Hagan Homes, like all construction businesses, has experienced material price rises of around 15% in recent months but despite that, “house prices in Northern Ireland are still cheap” James said.

“90% mortgages are back too, with low interest and that’s fuelling the market,” he added.

Among its live sites are detached properties in Antrim to upmarket two bed apartments in Carrickfergus.

It has also begun construction on an 18-home development, Ebrington Hall – a a range of two-bed apartments within the sought-after Ballyhackamore area, due for completion next summer.

Mr Hagan says he has taken up his issues with departmental representatives in Stormont and will monitor any progress.

He added: “I am aware that many MPs and MLAs are equally perplexed by the inability of some of these unelected planning officials to reply to or communicate on the status of planning applications.

“Would I come back to Northern Ireland if the system was fixed, yes, of course. It’s my home and always will be. I am who I am because of the NI people.”

The businessman says his charity work here, which has amounted to around £1m in donations over the past 30 years, will continue.

That figure includes a donation of £70,000 to the NI Children to Lapland Trust; £30,000 for a new Street Outreach Vehicle for the Welcome Organisation, £75,000 for the Dolly Parton Imagination Library and £100,000 to the Integrated Education Fund (IEF).

James also pledged to donate £30,000 to more than 14 NI causes to mark its 30th anniversary last year.
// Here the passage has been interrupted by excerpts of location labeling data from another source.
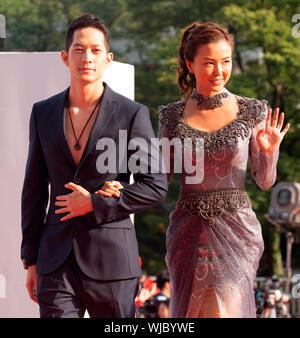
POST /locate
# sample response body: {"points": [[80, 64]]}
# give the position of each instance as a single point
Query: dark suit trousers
{"points": [[68, 293]]}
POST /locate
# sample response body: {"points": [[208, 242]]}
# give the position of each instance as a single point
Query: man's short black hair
{"points": [[162, 278], [87, 20]]}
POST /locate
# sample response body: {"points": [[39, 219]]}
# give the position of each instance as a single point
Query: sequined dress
{"points": [[214, 240]]}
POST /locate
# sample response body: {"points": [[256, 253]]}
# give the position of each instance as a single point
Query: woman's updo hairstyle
{"points": [[193, 36]]}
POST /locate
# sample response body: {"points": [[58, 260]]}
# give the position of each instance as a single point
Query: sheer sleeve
{"points": [[263, 166], [165, 139]]}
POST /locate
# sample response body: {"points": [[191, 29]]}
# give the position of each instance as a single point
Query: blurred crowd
{"points": [[153, 297], [271, 301]]}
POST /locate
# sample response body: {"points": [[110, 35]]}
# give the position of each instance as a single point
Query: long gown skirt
{"points": [[213, 267]]}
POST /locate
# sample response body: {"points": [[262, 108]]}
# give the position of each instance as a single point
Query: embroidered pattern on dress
{"points": [[209, 102], [251, 112], [212, 203]]}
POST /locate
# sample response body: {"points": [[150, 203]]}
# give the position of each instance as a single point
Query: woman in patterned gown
{"points": [[214, 240]]}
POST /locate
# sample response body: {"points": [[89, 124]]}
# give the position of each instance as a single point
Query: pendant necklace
{"points": [[209, 102], [77, 145]]}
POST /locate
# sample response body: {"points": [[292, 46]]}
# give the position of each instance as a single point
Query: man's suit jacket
{"points": [[104, 240]]}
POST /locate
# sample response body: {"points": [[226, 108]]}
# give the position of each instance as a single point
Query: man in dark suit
{"points": [[82, 253]]}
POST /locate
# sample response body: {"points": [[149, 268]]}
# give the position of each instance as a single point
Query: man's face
{"points": [[87, 57]]}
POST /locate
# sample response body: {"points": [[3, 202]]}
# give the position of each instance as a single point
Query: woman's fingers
{"points": [[286, 129], [275, 118], [280, 123]]}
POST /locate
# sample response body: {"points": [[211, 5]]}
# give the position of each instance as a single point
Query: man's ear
{"points": [[64, 56], [109, 59]]}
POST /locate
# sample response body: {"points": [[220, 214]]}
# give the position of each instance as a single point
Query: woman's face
{"points": [[212, 67]]}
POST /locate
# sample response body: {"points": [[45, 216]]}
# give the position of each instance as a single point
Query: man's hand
{"points": [[110, 188], [77, 203], [31, 282]]}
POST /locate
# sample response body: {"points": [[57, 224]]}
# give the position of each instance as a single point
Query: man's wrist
{"points": [[27, 262]]}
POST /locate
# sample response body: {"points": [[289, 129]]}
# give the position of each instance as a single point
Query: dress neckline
{"points": [[205, 132]]}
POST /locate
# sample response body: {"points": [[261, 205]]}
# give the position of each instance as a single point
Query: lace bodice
{"points": [[226, 150]]}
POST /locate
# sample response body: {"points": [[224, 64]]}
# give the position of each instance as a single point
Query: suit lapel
{"points": [[60, 118], [105, 112]]}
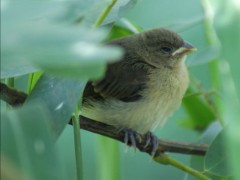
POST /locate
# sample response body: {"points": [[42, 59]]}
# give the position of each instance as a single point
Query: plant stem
{"points": [[104, 14], [212, 39], [77, 145], [167, 160], [10, 82]]}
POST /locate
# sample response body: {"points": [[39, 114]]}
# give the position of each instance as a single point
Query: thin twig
{"points": [[16, 98]]}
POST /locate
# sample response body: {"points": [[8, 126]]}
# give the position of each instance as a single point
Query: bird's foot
{"points": [[131, 138], [152, 140]]}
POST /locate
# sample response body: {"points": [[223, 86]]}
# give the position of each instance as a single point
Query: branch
{"points": [[164, 145], [15, 98]]}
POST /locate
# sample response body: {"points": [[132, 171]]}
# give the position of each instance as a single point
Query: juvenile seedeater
{"points": [[140, 91]]}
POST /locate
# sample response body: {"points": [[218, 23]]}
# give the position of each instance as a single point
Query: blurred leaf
{"points": [[216, 159], [203, 55], [38, 41], [227, 24], [118, 32], [199, 112], [27, 146], [119, 10], [60, 96], [197, 162], [82, 60], [108, 159]]}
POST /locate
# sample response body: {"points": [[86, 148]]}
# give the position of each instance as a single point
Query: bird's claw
{"points": [[152, 140], [131, 138]]}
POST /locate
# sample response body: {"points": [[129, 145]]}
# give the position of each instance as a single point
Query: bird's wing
{"points": [[124, 80]]}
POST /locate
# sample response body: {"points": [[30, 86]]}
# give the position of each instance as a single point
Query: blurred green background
{"points": [[213, 97]]}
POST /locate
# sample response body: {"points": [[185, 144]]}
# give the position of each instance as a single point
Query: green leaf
{"points": [[216, 159], [199, 112], [40, 41], [27, 145], [197, 162], [82, 60], [60, 96], [119, 10], [203, 56], [108, 159]]}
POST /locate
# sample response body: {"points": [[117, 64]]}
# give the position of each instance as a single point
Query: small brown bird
{"points": [[145, 87]]}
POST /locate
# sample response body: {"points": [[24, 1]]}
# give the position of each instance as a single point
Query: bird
{"points": [[140, 91]]}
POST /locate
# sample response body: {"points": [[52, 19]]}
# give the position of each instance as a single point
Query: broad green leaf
{"points": [[199, 112], [118, 32], [81, 59], [60, 96], [216, 159], [27, 145], [227, 24], [33, 39], [118, 10], [203, 56], [197, 162]]}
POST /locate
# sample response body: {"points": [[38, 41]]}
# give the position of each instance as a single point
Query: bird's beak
{"points": [[185, 49]]}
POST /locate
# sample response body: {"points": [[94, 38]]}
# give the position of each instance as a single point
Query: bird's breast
{"points": [[161, 97]]}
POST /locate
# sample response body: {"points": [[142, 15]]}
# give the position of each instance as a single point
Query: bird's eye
{"points": [[166, 49]]}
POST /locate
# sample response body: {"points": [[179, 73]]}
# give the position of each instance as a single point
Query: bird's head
{"points": [[163, 47]]}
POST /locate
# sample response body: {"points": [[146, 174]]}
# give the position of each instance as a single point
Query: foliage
{"points": [[56, 46]]}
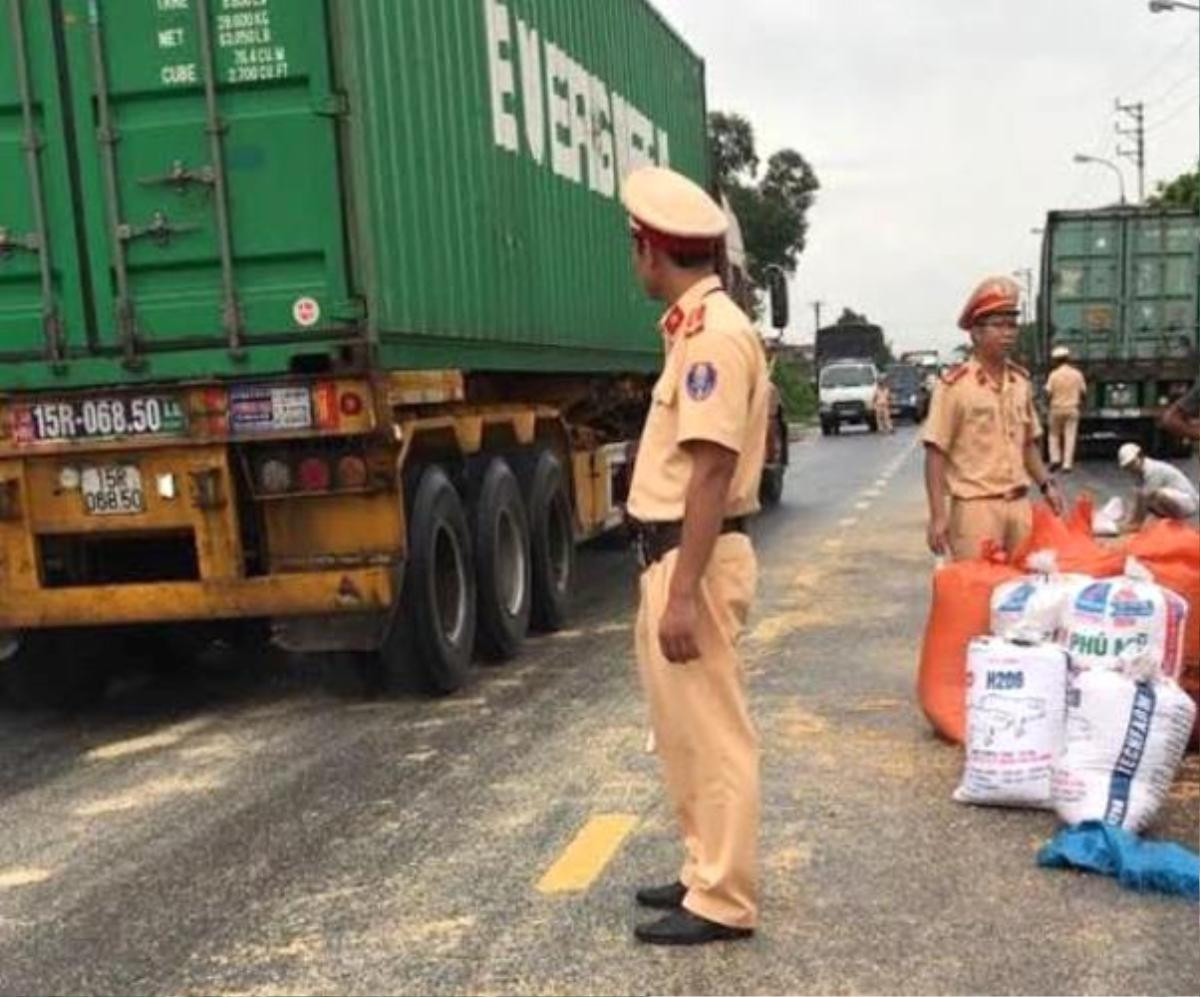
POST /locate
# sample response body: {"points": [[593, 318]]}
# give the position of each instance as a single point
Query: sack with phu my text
{"points": [[1111, 622], [1031, 608]]}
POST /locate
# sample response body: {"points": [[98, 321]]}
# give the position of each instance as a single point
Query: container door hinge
{"points": [[336, 104], [160, 230], [180, 176], [11, 242], [351, 310]]}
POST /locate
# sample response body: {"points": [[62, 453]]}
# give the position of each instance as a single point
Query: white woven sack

It went on to multiply that to £500,000.

“I love this place and that’s why I give, and I will continue to give,” he said.

A Department for Infrastructure spokesperson said it recognised the delays faced by developers and it was working to fix the issue.

In a statement it said: “The performance of the planning system, like many other sectors, has undoubtedly been impacted by the pandemic and the Department has been working closely with key stakeholders in a number of ways to mitigate its impacts, improve processes and ultimately increase efficiency to ensure that planning applications are processed in a timely manner.

“There are many factors which impact the overall performance of the planning system and statutory consultee response times are often cited as a reason for delays. The Department has established a cross-government Planning Forum of senior leaders and representatives from statutory consultees and local government to work together to oversee the implementation of recommendations made in an independent report on the role of statutory consultees in the planning process. This work has a particular focus on improving processes and timeframes for major and economically significant planning applications.

“A Review of the Implementation of the Planning Act is also ongoing. The focus of the review is on the implementation of the legislative provisions of the Act itself and the extent to which the original objectives of the Act have been achieved. This will then inform whether there is a need to retain, amend or repeal any provisions of the Act. The review will also provide an opportunity to consider any improvements or ‘fixes’ which may be required to the way in which the Planning Act has been commenced and implemented; and the outputs should also help to improve aspects of the planning application process.”

A spokesperson for NI Water added: “In terms of planning NI Water provides responses as a statutory consultee to the Planning Authority which makes planning decisions.

“We encourage developers to contact NI Water as early as possible and before submission of a planning application using our Pre-Development Enquiry (PDE) service. Our website contains a link detailing wastewater systems at or near capacity.

“NI Water is committed to working with developers to consider ways of accommodating development wherever possible. The phasing of development is of high importance going forwards due to the historic and prolonged underinvestment in wastewater infrastructure across Northern Ireland.

“NI Water has a six year, ca £2bn Business Plan called Price Control 21 or PC21 (2021/22 to 2026/27). Full funding for PC21 will allow us to begin to address development constraints across Northern Ireland, including many of our cities and main towns where the sewerage and wastewater infrastructure requires immediate and sustained investment.”